「彼を知り己を知れば百戦殆あやうからず」、有名な孫子の兵法の一つである。現代において経営者はコンペティターの動向を把握し、営業マンは営業先の現状把握が必須。時代は変われど、「相手を知る」という本質は変わらない。一昨年から引き続き『週刊HOTERES』は、人脈マッチングスペシャリスト、TOP CONNECT ㈱代表取締役 内田雅章氏をファシリテーターに、強い組織や成長著しい地域や企業の秘訣を探るべく、魅力あふれるリーダーとの対談を実現。第27 回は、日本の美意識や日本の技を世界に広げることを投資でサポートする、クールジャパン機構のリーダーである太田伸之代表取締役社長に登場いただいた。
クールジャパンビジネスを
中長期的に支えることが役目
内田 まず、クールジャパン機構とその活動内容について教えてください。
太田 日本政府のクールジャパン(日本の魅力)施策は小泉政権時代にコンテンツ戦略会議が発足したことに始まります。日本の産業構造がそれまでの工業中心から転換期を迎えているという認識に立ち、外貨を稼げる新たな産業を早急に創りだす必要性があるとの見地からテレビゲーム、漫画・アニメ、シェフ、テレビ局関係者などが集められてさまざまな議論が始まりました。その後、民主党政権時代になるとクールジャパン室が設立され、本格的な展開が望まれるようになりました。
しかし、クールジャパンのコンテンツを扱う企業の多くは、海外拠点や連携先がなく、金融機関からの資金調達の難しさなどから継続的なビジネス展開が少ないのが現状でした。そこで民間投資の「呼び水」として、リスクマネーを供給する官民ファンド、クールジャパン機構が2013年11 月に設立されたのです。

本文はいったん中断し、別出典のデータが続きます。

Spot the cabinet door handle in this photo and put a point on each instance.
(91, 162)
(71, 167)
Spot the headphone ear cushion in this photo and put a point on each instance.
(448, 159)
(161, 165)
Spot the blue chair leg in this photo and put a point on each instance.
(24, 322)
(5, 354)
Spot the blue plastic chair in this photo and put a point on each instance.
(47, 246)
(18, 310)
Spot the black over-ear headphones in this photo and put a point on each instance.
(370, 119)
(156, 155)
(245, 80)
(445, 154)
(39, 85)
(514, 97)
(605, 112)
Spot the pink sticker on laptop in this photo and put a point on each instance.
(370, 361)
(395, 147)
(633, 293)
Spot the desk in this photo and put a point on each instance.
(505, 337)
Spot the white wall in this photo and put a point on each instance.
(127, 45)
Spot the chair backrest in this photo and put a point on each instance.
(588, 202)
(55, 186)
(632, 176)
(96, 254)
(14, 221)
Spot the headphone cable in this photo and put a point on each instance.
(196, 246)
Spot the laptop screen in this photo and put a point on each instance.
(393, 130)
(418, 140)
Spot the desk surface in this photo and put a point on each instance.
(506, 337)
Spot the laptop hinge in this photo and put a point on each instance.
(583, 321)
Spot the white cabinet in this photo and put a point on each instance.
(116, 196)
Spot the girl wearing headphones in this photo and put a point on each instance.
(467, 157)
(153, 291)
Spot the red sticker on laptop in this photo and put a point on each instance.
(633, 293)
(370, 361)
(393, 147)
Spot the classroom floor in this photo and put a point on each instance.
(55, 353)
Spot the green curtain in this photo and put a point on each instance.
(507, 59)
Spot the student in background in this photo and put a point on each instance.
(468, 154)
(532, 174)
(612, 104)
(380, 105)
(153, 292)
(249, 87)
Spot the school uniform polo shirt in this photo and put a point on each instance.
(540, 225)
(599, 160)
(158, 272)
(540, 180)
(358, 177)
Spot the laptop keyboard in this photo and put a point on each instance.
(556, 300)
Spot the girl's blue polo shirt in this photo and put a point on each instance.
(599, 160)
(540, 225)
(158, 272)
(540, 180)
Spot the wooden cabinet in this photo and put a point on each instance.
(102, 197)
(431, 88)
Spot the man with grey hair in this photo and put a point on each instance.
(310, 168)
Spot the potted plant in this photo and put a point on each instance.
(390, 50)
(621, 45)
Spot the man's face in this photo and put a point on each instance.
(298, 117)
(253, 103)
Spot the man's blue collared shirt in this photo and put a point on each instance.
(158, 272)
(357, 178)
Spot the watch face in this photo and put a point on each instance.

内田 海外進出を考えている企業につなぎ資金を提供するということですか。
太田 当社は経済産業省が推進するクールジャパンの活動を投資でお手伝いするためにつくられた会社です。融資でなく投資なのです。ファンドですから投資した資金はしっかり返してもらいます。ただし民間のファンドのようにハイリターンを求めているわけではありません。短期間ではなく中長期的に支えることが役目であり、じっくり事業を支えていくという考えを持っています。
内田 具体的にどのようなものが投資対象となるのでしょうか。
太田 どこまでがクールジャパンなのかは誰も決められないと思います。とても難しい領域です。一例を挙げると、飲食企業では力の源ホールディングスが「一風堂」をフランス・パリに出店する際に投資を検討しました。「一風堂」はラーメンダイニングを世界に広めようとしているので、これをクールジャパンと捉えて応援しようということになったわけです。パリへの出店は億円単位の営業権を取得しなければなりません。そこで当社は、英・豪などへの展開も含め、7 億円の投資と最大13 億円の融資枠を設定したのです。
内田 ラーメン業界にはほかにもたくさんの企業がありますが、なぜ力の源ホールディングスだったのですか。
太田 それは、ビジネスモデルを携えて来社されたからです。当社が営業に行って獲得したわけではありません。当社は設立から約3 年半経ちますが、これまで二千数百件の問い合わせがあり、そのうち承認されたのは二十数件です。比率はとても低いように見えますが、それには理由があります。補助金だと思って相談に来る方も多く、また、そのビジネスモデルでどのように儲けるのですか?というケースも少なくありません。単に海外出店したいから投資をしてほしいだけでは承認は難しいと言えるでしょう。
内田 単に和食、着物、和紙などの素材を持ち込むのではなく、売り方まで提示したビジネスアイデアを構築することが不可欠ということですね。サロン・デュ・サケがパリに進出しましたが、そうしたメンタリティーを持っている企業はまだ少ないのでしょうか。
太田 日本酒はキラーコンテンツだと思います。このまま日本だけをみていると市場規模は縮小していくので、各地の藏元さんにどんどん手を挙げてほしいと考えています。